With the breakneck pace of AI evolution, the options for integration appear to be endless. However, before incorporating AI-based technology into routine clinical operations, it is important to consider its cost-effectiveness, dependability, and applicability.8 "In terms of when to integrate new technology, it's a fine line," explains Gibree. "We want to be on the cutting edge of technology, not at the bleeding edge. At Heartland Dental, we pilot new services and tools for our supported clinicians, and we look for ones that will help our supported doctors and their teams provide their patients with a higher level of care." AI-based technology will continue to streamline oral healthcare, relieving dental professionals of laborious routine tasks and improving the delivery and affordability of care for more patients, and eventually, it may even facilitate the development of fully personalized, predictive, preventive, and participatory dentistry.

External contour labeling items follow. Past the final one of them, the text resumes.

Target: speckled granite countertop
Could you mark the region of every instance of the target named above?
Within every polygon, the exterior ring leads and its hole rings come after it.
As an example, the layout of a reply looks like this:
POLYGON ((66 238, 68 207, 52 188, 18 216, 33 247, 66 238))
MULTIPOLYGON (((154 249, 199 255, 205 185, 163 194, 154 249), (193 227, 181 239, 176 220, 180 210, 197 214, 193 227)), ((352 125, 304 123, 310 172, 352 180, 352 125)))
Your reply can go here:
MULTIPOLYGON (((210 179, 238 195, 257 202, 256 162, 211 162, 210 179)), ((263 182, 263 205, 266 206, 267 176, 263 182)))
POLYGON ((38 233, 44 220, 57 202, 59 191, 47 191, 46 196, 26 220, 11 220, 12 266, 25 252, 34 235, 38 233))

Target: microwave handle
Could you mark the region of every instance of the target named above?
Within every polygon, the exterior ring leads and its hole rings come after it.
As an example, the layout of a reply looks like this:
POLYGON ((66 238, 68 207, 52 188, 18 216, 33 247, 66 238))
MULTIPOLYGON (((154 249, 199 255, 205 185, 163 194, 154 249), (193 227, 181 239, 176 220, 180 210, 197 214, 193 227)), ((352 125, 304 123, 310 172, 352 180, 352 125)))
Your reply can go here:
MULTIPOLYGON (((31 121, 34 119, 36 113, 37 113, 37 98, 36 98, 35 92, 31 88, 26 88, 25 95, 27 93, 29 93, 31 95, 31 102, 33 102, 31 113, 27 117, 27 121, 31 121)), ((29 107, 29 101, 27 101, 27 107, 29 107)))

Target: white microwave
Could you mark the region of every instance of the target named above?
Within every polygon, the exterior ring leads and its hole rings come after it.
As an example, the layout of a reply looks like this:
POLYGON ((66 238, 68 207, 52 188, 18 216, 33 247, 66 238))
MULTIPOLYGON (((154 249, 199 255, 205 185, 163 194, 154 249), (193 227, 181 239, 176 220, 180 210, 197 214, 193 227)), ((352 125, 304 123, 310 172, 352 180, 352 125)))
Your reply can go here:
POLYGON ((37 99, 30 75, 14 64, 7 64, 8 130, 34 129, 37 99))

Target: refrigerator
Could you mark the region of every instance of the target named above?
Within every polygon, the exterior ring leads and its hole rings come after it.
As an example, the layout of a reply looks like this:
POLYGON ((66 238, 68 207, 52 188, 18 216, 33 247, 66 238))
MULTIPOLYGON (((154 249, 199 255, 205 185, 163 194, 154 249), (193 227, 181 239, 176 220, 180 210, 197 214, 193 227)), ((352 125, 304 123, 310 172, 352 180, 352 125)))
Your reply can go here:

1. Ma J, Schneider L, Lapuschkin S, et al. Towards trustworthy AI in dentistry. J Dent Res. 2022;101(11):1263-1268.

2. Amol Nirgudkar. Leveraging Artificial Intelligence to Ignite DSO Growth. Patient Prism website. Accessed November 22, 2022.

3. New York University. NYU dentistry performs first dental student-led robot-assisted dental implant surgery. NYU website. Published May 5, 2022. Accessed November 22, 2022.

4. Schwendicke F, Samek W, Krois J. Artificial intelligence in dentistry: chances and challenges. J Dent Res. 2020;99(7):769-774.

5. In the News: Dr. Michel Koo Shares Perspective on Future Innovations in Dentistry on Trailblazers Podcast. Penn Dental Medicine website. Published October 25, 2022. Accessed November 22, 2022.

6. Faber J, Faber C, Faber P. Artificial intelligence in orthodontics. APOS Trends Orthod. 2019;9(4):201-205.

7. Bichu YM, Hansa I, Bichu AY, et al. Applications of artificial intelligence and machine learning in orthodontics: a scoping review. Prog Orthod. 2021;22(1):18.

8. Agrawal P, Nikhade P. Artificial intelligence in dentistry: past, present, and future. Cureus. 2022;14(7):e27405.